豆などを扱っている老舗コーヒーショップの、商品販売エリアの奥に喫茶室があった。カウンター席がいくつかあるのと、実は外観よりも奥まっていて結構広い店内に、テーブルも複数。ひとりかふたりで行くのが入りやすそうな規模、という印象を受ける。
落ち着いたテールベルトのタイルが敷かれた床。席の片側、ガラス張りになっている壁の向こうには、謎の中庭みたいな空間がある。
平日の午後は空いていた。
少し前にお昼を食べたので、うーんどうしよう……と迷い、ホットコーヒー(ブレンド)とコーヒーゼリーを注文してみることに。温かいものと冷たいもの、特に後者は看板に書かれていた名物らしいので、かなり楽しみにしながら。机を挟んで見える赤い革張りの椅子に視線を向けたり、本を読んだりしながら待っていると、来た。
おっと…………!?
届いた瞬間に「デッッッカ」と口にしてしまいそうだったのを、すんでのところで堪えた。写真では分かりにくいかもしれないのだが、グラスのサイズ、かなり大きめ。それはコーヒーゼリー部分の体積にとどまらず、その上に重ねられた山盛りのアイスクリームの層からも伺えた。どっしりと重みがある。

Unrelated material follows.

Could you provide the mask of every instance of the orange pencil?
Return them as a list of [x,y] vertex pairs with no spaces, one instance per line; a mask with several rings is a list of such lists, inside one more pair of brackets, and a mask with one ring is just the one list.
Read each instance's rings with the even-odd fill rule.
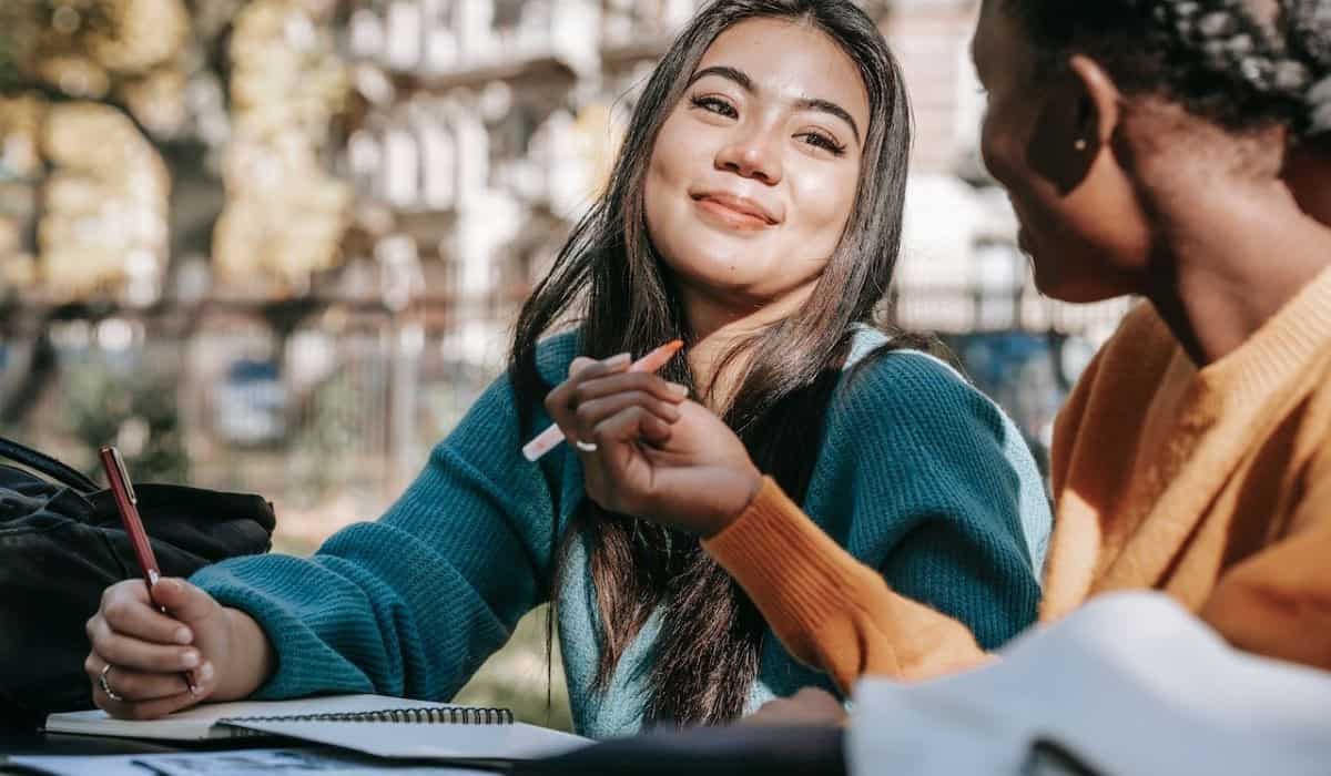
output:
[[[666,366],[666,363],[679,353],[679,349],[684,346],[680,339],[672,339],[666,345],[662,345],[656,350],[652,350],[647,355],[639,358],[628,366],[628,371],[656,371],[658,369]],[[558,425],[551,425],[548,429],[536,434],[531,442],[522,446],[522,454],[527,461],[539,461],[542,455],[550,453],[564,441],[564,433]]]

厚手の白い花びらのような欠片が、一枚一枚丁寧に重ねられて、丸い山を作っていた。
それにしても美味しそう。ひるんでいても仕方がないので、食べ出すことにする。口の中や舌が冷え切ってしまったらコーヒーで温めながら。アイスはバニラというよりも牛乳寄りの風味でほのかに甘く、コーヒーゼリーの方は苦みがまろやかでありつつ、決して甘くはない。そのためにシロップがついてくる。
個人的にシロップはそこまで必要ではないような気がしたが、いよいよグラスの底が見え、ゼリーの終盤に差し掛かる頃には確かに「味変」をしたくなる。なので少しだけ垂らす。メープル風味がわずかに加わって、とても満足した。
「昼食後にデザートを楽しもう♬」
くらいの気分で注文したコーヒーゼリー、結果的にはその「大きさ」と「山盛りアイスクリーム」に圧倒されることになった。でも、美味しかったなあ。確か税抜600円くらいだったと思うけれど、サイズを考えると、とてもお得な存在なのではないか。昼食から夕食のあいだに時間があいている日などはちょうど良さそう。
食べ終わってから店内を見てみると、背後の一角に可愛らしいタイルの一角が。昭和年間に創業しているのでやはりレトロな感じのする部分が今でも残っているようだった。
親子3代にわたって受け継がれてきたお店、また徳島に赴く機会があったら立ち寄ってみたい。